Franchement vous n’avez aucune excuse à me présenter, et votre article soulève un réel écrasement de la culture.
Si vous ne le connaissez pas déjà, je vous invite à regarder Franck Lepage dont certains spectacles sont sur youtube, et qui partage votre sensibilité et votre amertume. Il m’a apporté bien des notions sur les tournants politiques récents concernant la culture et l’éducation en France, même si je reste en désaccord avec sa vision binaire d’une culture des pauvres ou des riches.
Pour ma part, je pense que l’art reste un des seuls vecteurs de discernement et de partage, et comme vous semblez penser et chanter, je vous encourage à continuer !
@Jean Keim Ah ! je me demandais justement si vous étiez l’auteur dont vous aviez oublié le nom ou Paul lui-même. Mais il me semblait bien vous avoir croisé à la mine...
Excuse-moi, Luc, je n’avais pas vu ta réponse et ta question, me voici !Tu as raison de dire que les gifles sont bonnes à prendre pour se réveiller. Mais je préfère au chaud des tu-ils de nos toi le froid des je-nous peut-être un peu courbés, et une bonne fessée dans le cul claque mieux qu’un hautain lancé de mouchoir.
« Chantal, la gouvernance mondiale des banksters, elle est déjà en place. » Comme ça, à sec, c’aurait été magnifique non ? Ma seule suggestion, c’était que s’en tenir là aurait été plus énergétique que cette suite de frottements, et c’est ce que j’ai exprimé à JC. D’ailleurs les bonnes réponses à Chantal n’ont pas manqué, et franchement je n’en ai pas de meilleure que celle de Cesar qui finit par :
« Je ne veux pas d’un Etat global. Comme le disait [le philosophe] Karl Jaspers, ce serait un cauchemar. Parce qu’il n’y aurait plus aucun endroit où fuir. Un seul Etat pour toute l’humanité serait un cadre pour le totalitarisme comme le monde n’en a pas encore vu dans ses pires cauchemars. »
Pour finir de vous répondre, je n’attends rien de personne.
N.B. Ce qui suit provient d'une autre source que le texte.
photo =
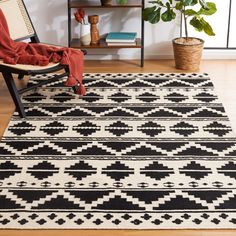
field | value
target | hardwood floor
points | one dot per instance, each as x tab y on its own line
223	74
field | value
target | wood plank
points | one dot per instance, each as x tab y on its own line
75	43
97	4
222	73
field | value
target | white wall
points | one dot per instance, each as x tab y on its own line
50	20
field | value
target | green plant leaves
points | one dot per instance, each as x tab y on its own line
209	10
201	25
166	11
168	15
152	14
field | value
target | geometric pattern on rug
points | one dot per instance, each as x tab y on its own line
139	151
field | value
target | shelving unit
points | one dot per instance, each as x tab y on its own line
75	42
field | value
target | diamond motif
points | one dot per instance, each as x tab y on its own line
119	128
22	128
80	170
118	171
54	128
217	129
195	170
184	129
86	128
156	171
151	129
43	170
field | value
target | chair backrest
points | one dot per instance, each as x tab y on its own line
19	22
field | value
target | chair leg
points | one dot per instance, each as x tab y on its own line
20	76
75	89
14	93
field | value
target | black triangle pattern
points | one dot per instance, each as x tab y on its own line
136	149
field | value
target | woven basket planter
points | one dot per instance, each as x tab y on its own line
188	56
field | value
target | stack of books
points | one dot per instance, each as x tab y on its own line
121	39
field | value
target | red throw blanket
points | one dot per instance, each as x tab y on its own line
12	52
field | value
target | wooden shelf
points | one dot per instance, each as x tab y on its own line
96	4
75	43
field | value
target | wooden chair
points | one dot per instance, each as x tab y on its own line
21	28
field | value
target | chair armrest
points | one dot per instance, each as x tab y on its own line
58	46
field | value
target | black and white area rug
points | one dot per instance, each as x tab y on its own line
139	151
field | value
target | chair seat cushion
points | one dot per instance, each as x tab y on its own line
29	67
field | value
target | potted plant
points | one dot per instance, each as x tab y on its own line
187	50
85	36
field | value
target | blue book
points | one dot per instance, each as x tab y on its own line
119	37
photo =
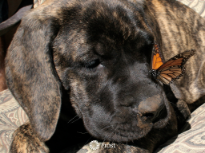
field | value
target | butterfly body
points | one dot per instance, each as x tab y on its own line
166	72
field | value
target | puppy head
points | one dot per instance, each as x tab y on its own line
99	51
102	54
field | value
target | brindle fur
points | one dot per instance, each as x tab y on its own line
52	56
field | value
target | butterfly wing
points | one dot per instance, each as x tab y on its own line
174	67
157	59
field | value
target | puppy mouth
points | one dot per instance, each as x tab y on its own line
130	126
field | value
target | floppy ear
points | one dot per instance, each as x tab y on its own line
31	75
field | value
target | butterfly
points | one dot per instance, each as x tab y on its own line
170	70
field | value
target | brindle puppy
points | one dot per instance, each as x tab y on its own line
98	52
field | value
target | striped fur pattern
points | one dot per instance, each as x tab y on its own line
96	54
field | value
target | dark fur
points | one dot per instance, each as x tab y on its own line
99	52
JC a apporté une réponse à Chantal, celle qu’il veut, et j’en ai fait autant.
Méfions-nous de ne pas nous laisser cataloguer de rêveurs ou de bisounours, de marginaux, ou comme dirait Oxmo, « [accuser] d’écrire depuis la Lune »... (oui, trolls, je ne cite que les poètes modernes)
Cet ailleurs que je pointe est en nous et j’aimerais que chacun l’en ressorte, non pour un monde de paix, de justice, mais pour un monde d’hommes et non d’humains. Je suis certain qu’un monde d’hommes qui pensent par eux-mêmes est ce paradis ou aucun vice ne peut peser. Pour le reste, l’imagination de mon individu ne compte et ne suffit pas.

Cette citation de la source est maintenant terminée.